In 1965, Andrew Oldham, head of Immediate Records, approached Jimmy with a suggestion. The Label, formed buy Oldham with the money he'd accumulated as manager/producer of the Stones , planned a special Britishblues series. Would Page produce Clapton ? Although the four tracks they went on to record are among the finest examples of British Blues from any period, the subsequent non-musical problems left Jimmy with a very bitter taste. "It was really quite a tragedy for me" he claims. Actually it was simply an early confrontation with the great music industry malady - greed.

The tracks cut by Page at the Clapton session were Telephone Blues, I'm your Witchdoctor, Sittin on Top of The World and Double Crossing Time.

"I have a theory that one of the tracks I did with Eric, Double Crossing Time, turned up on the John Mayall album, Bluesbreakers with Eric Clapton. I'm convinced that Mayall took that track away to Decca records and did a separate deal with them for it. He's a real opportunist. I'm Convinced it's the same track I produced with Eric. They simply put a new guitar track in the background. That's the impression I got"

" Eric used to come over to my parents' house in Epsom and we'd jam together. We did some dirt recordings between the two of us on a small two track home recorder...mainly instrumentals with distortion and stuff. I happened to tell Immediate that I'd been doing some home tapes with Eric. Then Mayall and the rest of the Bluesbreakers signed to Decca and Clapton left Immediate"

When the Decca signing was announced, Immediate contacted Jimmy and told him to deliver the Clapton home tapes to their offices - they'd been recorded the company said, while Eric was still signed to Immediate and therefore belonged to them. Immediate's intention was to release the home tapes on an album an idea which understandably annoyed Jimmy quite a bit. But Immediate insisted and forced Jimmy , who felt highly compromised anyway, to arrange the overdubbing of other instruments to give the tracks more depth and polish.

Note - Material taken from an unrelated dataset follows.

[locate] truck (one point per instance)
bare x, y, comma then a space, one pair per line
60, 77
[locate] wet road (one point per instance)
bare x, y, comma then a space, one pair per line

Despite Page's continuing protest, Immediate released the tracks as part of a blues anthology. " The liner notes were even attributed to me," says Jimmy, "but only on the first pressing. I didn't have anything to do with writing them. And I didn't get a penny out of any of it. The whole thing was really quite a tragedy"

Immediate also released tracks cut by the Cyril Davies All stars - material put down for a laugh by a group of musicians including Bill Wyman, Charlie Watts, Mick Jagger, Jeff Beck, Nicky Hopkins and Page. " They were just a few old songs we'd done for fun when the real session had finished," says Page. " Then Immediate hustled together those albums. I was really embarassed. I think everyone thought that I had somehow been responsible. Of course I hadn't"

Clapton and Page recieved joint credit on the blues variation tracks done at Page's house, but Jimmy doubts that Eric saw any money either.

Eric refuses to comment on this or any other part of his past. Presumably, he incorrectly , if genuinely, believes that Jimmy was just another perpetrator in the great re-issue rip off conspiracy which had haunted his career.


  Conspiracy Theory indeed.  Ooh, good boot!